Resistance training, through the use of weights, machines, or your own body weight, forces the cells of the body to adapt to the extra loads that are being applied.

The cells are broken down during this exercise process and become stronger when they are given time to recover. Unless there is sufficient time for the body to recover from this resistance, it will become over trained and consequently there will be a stop, or even a reduction in the benefits that one might achieve.

This is one of the reasons why many beginners plateau after training for a short period of time and fail to see the progress that they enjoyed initially. They are essentially over training by not allowing their cells sufficient time to recover from the exercise.
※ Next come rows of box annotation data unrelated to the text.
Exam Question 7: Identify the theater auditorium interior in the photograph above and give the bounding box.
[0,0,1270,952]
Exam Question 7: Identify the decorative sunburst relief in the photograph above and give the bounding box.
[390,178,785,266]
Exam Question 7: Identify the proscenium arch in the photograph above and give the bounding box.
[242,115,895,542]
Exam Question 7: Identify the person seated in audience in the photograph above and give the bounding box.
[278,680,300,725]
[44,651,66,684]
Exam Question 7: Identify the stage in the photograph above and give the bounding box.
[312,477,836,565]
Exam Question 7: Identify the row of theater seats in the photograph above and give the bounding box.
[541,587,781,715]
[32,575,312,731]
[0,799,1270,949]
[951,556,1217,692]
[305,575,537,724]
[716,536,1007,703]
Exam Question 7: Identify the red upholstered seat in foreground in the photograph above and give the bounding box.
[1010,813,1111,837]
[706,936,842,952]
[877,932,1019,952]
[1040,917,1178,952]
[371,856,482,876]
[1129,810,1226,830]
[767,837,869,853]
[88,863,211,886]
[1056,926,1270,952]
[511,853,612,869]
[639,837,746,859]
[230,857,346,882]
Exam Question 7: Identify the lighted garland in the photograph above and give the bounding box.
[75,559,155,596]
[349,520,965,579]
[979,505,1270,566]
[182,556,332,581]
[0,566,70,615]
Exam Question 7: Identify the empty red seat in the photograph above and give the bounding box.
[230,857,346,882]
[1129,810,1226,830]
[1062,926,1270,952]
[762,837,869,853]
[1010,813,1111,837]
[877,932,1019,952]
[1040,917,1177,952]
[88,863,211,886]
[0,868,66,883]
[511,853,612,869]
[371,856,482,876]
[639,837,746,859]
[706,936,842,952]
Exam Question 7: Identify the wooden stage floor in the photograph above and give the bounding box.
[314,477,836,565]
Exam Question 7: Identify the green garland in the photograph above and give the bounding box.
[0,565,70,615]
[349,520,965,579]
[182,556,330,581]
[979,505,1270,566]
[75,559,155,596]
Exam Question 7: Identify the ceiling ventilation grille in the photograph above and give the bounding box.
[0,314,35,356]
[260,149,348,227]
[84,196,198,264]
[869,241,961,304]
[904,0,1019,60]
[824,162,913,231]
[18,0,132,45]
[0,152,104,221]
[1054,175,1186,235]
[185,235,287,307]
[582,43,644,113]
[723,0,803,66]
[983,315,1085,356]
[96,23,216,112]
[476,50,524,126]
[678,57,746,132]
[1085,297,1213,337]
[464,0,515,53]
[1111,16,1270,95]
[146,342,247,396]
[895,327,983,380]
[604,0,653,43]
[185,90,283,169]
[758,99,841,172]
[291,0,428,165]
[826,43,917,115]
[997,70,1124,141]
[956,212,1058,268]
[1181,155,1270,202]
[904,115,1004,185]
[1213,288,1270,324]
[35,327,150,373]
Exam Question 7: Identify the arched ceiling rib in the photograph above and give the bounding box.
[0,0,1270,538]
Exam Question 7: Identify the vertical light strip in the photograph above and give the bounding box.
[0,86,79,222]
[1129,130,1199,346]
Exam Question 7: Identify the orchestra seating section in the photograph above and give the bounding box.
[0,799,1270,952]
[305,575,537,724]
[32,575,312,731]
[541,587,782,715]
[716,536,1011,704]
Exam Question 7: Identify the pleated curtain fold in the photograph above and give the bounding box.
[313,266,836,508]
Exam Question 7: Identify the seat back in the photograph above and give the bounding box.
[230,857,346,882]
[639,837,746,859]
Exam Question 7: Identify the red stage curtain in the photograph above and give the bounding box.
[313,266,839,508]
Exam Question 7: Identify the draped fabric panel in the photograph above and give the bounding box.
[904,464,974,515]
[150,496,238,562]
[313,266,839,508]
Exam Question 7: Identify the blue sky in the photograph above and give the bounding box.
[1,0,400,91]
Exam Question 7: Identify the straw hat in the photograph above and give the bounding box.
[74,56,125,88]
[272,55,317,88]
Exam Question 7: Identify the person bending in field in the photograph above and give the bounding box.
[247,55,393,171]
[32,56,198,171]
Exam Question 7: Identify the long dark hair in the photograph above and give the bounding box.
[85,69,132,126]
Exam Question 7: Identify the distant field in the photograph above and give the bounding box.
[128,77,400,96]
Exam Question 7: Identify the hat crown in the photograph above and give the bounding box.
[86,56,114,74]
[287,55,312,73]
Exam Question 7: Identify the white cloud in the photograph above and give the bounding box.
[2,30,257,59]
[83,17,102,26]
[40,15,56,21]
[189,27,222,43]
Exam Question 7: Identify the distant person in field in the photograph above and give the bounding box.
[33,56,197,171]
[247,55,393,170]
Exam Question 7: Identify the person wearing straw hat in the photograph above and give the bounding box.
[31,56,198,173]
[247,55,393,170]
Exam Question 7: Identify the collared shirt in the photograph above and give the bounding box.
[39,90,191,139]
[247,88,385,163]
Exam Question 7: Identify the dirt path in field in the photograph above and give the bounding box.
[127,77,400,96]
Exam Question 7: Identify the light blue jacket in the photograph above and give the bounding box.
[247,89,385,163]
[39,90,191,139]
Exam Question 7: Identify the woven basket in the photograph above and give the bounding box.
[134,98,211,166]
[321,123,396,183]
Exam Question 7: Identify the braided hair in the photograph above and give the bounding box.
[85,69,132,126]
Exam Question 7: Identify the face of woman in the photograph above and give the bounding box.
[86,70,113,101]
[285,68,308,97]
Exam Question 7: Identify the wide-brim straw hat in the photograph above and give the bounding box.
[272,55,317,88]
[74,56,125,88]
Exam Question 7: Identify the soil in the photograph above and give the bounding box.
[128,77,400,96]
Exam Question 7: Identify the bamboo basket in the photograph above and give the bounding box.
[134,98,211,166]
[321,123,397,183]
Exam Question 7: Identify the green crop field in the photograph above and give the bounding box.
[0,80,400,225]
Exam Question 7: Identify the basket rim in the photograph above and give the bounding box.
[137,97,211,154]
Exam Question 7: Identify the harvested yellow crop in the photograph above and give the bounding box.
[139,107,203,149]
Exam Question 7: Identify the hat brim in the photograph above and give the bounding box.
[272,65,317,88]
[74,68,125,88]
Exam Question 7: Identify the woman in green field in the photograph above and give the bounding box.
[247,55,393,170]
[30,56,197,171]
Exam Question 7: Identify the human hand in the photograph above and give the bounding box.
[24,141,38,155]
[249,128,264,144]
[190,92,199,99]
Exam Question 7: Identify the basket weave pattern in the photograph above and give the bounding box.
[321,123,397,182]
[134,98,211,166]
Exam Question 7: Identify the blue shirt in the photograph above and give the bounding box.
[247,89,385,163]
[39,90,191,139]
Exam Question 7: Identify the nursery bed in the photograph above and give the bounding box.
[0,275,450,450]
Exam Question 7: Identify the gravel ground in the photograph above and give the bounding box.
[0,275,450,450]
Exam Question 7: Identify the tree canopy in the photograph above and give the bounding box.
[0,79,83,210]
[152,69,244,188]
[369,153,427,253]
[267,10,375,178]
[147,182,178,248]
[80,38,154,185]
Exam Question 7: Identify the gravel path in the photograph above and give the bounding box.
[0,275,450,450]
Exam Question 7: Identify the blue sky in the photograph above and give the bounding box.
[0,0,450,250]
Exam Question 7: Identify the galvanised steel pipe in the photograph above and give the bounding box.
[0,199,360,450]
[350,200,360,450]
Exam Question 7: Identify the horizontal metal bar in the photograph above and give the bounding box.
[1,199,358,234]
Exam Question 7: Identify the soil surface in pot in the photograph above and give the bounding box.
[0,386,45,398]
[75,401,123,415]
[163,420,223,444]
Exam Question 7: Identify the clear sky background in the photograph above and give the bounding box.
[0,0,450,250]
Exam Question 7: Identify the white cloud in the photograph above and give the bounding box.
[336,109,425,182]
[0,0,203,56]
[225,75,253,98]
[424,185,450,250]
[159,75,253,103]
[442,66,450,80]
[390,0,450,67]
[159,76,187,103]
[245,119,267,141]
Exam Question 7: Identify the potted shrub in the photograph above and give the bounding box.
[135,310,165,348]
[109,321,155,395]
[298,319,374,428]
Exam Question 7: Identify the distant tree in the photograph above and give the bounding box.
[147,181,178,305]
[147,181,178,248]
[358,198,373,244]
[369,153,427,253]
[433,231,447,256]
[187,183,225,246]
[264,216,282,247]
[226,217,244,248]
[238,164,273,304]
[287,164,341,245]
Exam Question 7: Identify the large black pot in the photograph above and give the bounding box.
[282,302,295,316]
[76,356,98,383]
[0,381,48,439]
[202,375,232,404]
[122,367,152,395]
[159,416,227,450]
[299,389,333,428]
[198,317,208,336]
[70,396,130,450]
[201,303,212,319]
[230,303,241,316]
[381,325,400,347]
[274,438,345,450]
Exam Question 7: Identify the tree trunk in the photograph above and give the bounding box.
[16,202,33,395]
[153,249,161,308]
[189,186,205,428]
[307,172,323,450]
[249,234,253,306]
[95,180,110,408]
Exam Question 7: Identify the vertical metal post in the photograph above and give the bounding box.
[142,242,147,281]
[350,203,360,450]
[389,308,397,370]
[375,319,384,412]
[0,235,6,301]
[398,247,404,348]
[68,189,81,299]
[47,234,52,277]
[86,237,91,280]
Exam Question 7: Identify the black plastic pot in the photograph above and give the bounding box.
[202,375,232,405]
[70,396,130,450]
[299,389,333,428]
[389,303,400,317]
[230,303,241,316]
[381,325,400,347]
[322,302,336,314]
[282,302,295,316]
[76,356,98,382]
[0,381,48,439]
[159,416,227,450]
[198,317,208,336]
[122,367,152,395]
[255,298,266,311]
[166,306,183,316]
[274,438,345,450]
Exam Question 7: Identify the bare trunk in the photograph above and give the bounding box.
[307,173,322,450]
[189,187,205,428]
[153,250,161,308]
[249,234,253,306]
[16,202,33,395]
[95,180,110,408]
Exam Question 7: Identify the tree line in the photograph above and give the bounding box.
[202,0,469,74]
By constantly breaking down the cells during exercise and not allowing them to recover they become fatigued and don’t have the opportunity to grow. It is a simple process to solve this problem once you understand what is happening.
Unlike the action most people take by training harder and harder to get the gains they were once getting, they should actually reduce the workload slightly or allow for longer periods of rest or recuperation.

Until the body has adapted to a new regime of resistance training it is better to start off with lighter weights and/or easier exercises using only your body weight.

It is also wise to have longer rest periods between each exercise and also between the days that you are working out. Once you have trained in this manner for a while you will be able to increase the workout intensity and start making noticeable gains.

Your body will soon become accustomed to the exercise and this in turn will make you less likely to suffer from any injuries.